Effectiveness First and Efficiency Next. Organizations have to be effective and efficient simultaneously. Processes have to be effective and efficient simultaneously. Operations have to be effective and efficient simultaneously. - Narayana Rao
System Efficiency Engineering - Methods, Subjects, Techniques, and Tools
Authors
System efficiency engineering is one of the components of industrial engineering. Actually, the purpose of industrial engineering is efficiency improvement. Productivity is part of efficiency. Productivity is defined as output divided by input. It is calculated for a period like a year or month. The inputs can be individual resources or combinations of inputs. Efficiency also considers the state of resources after their use in processes. If the operators participating in a process are unhappy after the activity, it is part of inefficiency. Industrial engineers have to redesign the processes, not only to increase output in a single period, but also to maintain the resources in good sustainable condition to do work in the future.

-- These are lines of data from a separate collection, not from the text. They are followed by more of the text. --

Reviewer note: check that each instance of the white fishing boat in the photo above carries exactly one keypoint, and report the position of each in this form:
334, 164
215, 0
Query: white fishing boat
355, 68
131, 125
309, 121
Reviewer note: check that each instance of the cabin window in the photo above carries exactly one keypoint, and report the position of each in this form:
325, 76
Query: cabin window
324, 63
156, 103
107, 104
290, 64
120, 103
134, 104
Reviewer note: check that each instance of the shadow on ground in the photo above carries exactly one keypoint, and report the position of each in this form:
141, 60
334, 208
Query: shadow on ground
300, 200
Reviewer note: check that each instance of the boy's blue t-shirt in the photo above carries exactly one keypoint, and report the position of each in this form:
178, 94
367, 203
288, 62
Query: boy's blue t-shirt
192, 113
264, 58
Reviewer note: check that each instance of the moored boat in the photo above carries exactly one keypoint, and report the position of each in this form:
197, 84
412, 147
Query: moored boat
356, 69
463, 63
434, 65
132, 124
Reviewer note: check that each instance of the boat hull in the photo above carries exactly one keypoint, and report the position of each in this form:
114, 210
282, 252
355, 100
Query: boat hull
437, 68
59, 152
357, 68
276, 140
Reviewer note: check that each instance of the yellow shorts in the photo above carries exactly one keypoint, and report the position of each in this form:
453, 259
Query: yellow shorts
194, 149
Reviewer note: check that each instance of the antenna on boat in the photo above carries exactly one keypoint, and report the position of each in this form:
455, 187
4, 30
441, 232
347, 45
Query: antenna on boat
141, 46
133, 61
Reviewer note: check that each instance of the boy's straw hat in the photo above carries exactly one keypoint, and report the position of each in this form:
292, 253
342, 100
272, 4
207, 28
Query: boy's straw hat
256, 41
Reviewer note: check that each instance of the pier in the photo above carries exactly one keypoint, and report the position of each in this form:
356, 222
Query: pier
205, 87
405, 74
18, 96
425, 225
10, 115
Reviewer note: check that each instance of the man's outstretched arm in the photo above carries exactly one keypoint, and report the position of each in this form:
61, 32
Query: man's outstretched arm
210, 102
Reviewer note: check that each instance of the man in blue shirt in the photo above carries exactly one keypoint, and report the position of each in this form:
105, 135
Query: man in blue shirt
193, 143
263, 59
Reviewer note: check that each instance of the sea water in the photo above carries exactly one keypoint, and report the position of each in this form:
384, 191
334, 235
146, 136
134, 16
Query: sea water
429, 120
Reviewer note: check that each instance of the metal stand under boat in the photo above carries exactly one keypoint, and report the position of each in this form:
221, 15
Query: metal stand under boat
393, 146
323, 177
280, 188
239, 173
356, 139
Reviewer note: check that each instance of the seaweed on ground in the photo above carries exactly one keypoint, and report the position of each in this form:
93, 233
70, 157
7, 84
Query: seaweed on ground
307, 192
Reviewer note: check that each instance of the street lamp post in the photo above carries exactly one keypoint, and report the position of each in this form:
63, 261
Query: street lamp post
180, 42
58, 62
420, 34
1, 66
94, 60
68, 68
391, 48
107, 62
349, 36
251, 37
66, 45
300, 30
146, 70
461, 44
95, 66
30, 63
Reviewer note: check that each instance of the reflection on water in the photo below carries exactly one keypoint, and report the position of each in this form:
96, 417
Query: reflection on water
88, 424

Efficiency engineering is a term used by many to describe scientific management and industrial engineering.
Judith Merkle[1] used the term "A Permanent Revolution in Efficiency Engineering" as subheading in his book Management and ideology: the legacy of the international scientific management movement, published by University of California Press in 1980.
The following methods or techniques are available in industrial engineering to support system efficiency. Some of them are taught as full subjects in industrial engineering curriculums.
1. Engineering Economics or Engineering Economy.
2. Layout efficiency studies - Study of distance moved by materials and operators
3. Method Study includes process analysis or study and operation analysis or study.
4. Operations Research
5. Organization and Methods or Office Systems Study
6. Planning and Control Systems Improvement
7. Statistical Inventory Control
References
1. Judith Merkle, Management and ideology: the legacy of the international scientific management movement, University of California Press, 1980.